I hate to say it (Since I'm a Ruger fanatic), but I really do like this thing. I haven't shot a 1911 for a long time and forgot just how great they are. The guy who runs the range said he put one of these away for himself. He has a Kimber and says the Taurus's action is as smooth as his Kimber, it's just as tight and has a better trigger. I'm not the biggest Taurus fan in the world, but I had a stainless PT92 9mm once and it was a nice gun. They have a lifetime warranty on everything but the grips, sights and magazines. If they are good to their word, I don't think a guy can go too wrong. I know the trigger has got me spoiled.
Tom


----------



## Baldy (Jun 21, 2006)

Dang good shooting in anybodys book. 10-4..


----------



## Benzbuilder (Sep 7, 2006)

Try 25 yards. I bet it'll out shoot your Ruger at thet distance. I test all my guns at that distance. When I first got into bullseye competition, I tried a friends Ruger P89. It barely kept all 10 shots on the target (1.5'W X 2'H). And, that was two handed, resting on sandbags. Pitiful by bullseye standard!

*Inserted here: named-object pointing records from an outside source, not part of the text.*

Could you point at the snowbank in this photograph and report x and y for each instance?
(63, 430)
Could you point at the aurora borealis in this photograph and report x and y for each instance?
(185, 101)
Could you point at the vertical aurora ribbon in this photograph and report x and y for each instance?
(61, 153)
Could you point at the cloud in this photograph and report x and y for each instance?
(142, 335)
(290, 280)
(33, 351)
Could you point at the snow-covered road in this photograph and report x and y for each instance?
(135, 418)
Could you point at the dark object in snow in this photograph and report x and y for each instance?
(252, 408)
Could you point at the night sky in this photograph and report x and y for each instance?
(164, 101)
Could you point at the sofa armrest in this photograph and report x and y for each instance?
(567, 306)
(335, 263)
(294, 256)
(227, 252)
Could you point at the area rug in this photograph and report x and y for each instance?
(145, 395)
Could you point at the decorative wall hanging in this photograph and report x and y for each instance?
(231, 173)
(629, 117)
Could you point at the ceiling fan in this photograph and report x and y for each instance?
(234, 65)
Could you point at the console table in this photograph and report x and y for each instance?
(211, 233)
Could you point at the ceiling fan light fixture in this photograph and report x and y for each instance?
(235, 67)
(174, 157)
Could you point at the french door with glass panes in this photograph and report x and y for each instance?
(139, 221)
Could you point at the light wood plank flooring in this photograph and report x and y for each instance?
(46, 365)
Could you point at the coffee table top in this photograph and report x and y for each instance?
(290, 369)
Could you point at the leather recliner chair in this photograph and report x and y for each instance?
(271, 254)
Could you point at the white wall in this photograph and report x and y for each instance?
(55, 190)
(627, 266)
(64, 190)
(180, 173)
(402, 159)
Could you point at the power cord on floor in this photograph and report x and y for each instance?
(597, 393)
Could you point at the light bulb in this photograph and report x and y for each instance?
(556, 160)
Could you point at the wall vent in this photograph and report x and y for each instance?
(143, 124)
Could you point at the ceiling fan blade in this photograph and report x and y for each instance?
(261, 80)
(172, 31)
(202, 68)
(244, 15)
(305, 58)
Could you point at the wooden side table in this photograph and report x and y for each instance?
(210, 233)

That Taurus should group at least 5" 10 shot groups @ 25 yds. If they aren't lying about all the work that goes into them.


----------



## kansas45 (May 20, 2006)

I thought my PT1911 hit a little soft for the first 100 or so rounds. It never failed to fire just didnt leave a very deep mark on the primer. The fireing pin hit off center a little also. It dosen't do that anymore. It leaves a nice mark on the primer & has centered it's self up. Must have been a new gun thing. I haven't had any other ones do that though. Now it has 2500+ thriugh it without any problems.


----------



## Rustycompass (Jun 25, 2006)

rman said:


> I Tom


~ looks like alot of nice extras come on that 1911, nice sights & checked front & backstrap, beaver tail & trigger too.
Congrats Tom, that's a good looking pistol.


----------



## rman (Sep 25, 2006)

*Got to defend the Rugers*



Benzbuilder said:


> Try 25 yards. I bet it'll out shoot your Ruger at thet distance. I test all my guns at that distance. When I first got into bullseye competition, I tried a friends Ruger P89. It barely kept all 10 shots on the target (1.5'W X 2'H). And, that was two handed, resting on sandbags. Pitiful by bullseye standard!
> 
> That Taurus should group at least 5" 10 shot groups @ 25 yds. If they aren't lying about all the work that goes into them.

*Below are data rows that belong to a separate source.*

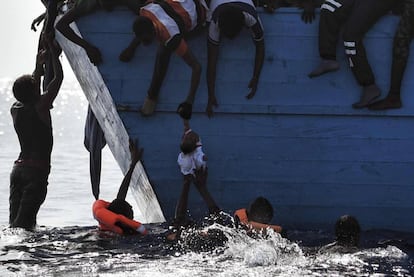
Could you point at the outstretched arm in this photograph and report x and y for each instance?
(258, 64)
(54, 85)
(136, 154)
(37, 21)
(51, 16)
(63, 26)
(212, 56)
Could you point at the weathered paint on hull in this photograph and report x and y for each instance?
(298, 142)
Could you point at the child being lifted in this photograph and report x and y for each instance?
(193, 165)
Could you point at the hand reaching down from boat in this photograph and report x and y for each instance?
(308, 13)
(212, 102)
(185, 110)
(253, 87)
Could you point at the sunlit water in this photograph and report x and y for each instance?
(67, 242)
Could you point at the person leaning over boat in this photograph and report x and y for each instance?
(400, 54)
(117, 216)
(33, 125)
(84, 7)
(169, 22)
(356, 17)
(227, 18)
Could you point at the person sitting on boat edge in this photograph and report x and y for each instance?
(257, 216)
(117, 216)
(356, 17)
(227, 18)
(84, 7)
(347, 233)
(308, 7)
(169, 22)
(400, 53)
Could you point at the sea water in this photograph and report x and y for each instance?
(67, 242)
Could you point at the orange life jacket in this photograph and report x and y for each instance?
(241, 214)
(107, 219)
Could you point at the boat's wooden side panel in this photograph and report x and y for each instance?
(298, 142)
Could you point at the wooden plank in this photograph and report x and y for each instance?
(115, 134)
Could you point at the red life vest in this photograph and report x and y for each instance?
(241, 214)
(107, 219)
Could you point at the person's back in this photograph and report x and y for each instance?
(35, 137)
(33, 125)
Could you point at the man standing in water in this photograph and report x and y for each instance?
(33, 125)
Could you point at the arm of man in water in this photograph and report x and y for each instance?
(212, 56)
(54, 86)
(63, 26)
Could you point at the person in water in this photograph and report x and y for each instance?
(33, 125)
(84, 7)
(168, 22)
(193, 166)
(400, 53)
(257, 216)
(347, 233)
(227, 18)
(117, 216)
(356, 17)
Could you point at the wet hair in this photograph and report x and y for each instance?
(347, 230)
(120, 206)
(143, 27)
(260, 211)
(25, 89)
(230, 22)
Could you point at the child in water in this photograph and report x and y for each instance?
(193, 165)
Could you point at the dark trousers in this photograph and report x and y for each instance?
(356, 17)
(200, 184)
(401, 47)
(28, 188)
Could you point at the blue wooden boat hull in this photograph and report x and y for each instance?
(299, 143)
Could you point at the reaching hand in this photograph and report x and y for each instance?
(185, 110)
(270, 6)
(308, 14)
(36, 22)
(253, 87)
(126, 55)
(212, 102)
(94, 54)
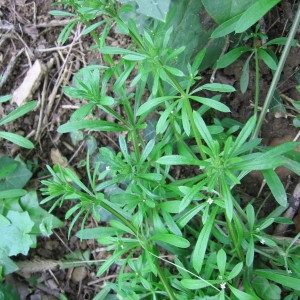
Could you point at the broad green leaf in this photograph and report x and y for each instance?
(280, 277)
(8, 266)
(15, 238)
(231, 56)
(222, 11)
(171, 239)
(276, 186)
(92, 125)
(252, 15)
(202, 241)
(16, 179)
(17, 139)
(19, 112)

Actually I have 7 Ruger semi-autos; three 9mm's, a .40 and three .45's. They wouldn't be my pick as bullseye shooters because of their triggers, but when I do my part and feed them ammo they like, they will all stay under 5" at 25 yards from a sandbag rest. The .45's will all shoot 3" or less. I won't keep a gun around that isn't more accurate than I am shooting off-hand. I don't compete in bullseye any more. My eyes aren't too good and my hands aren't as steady as they were 25 years ago.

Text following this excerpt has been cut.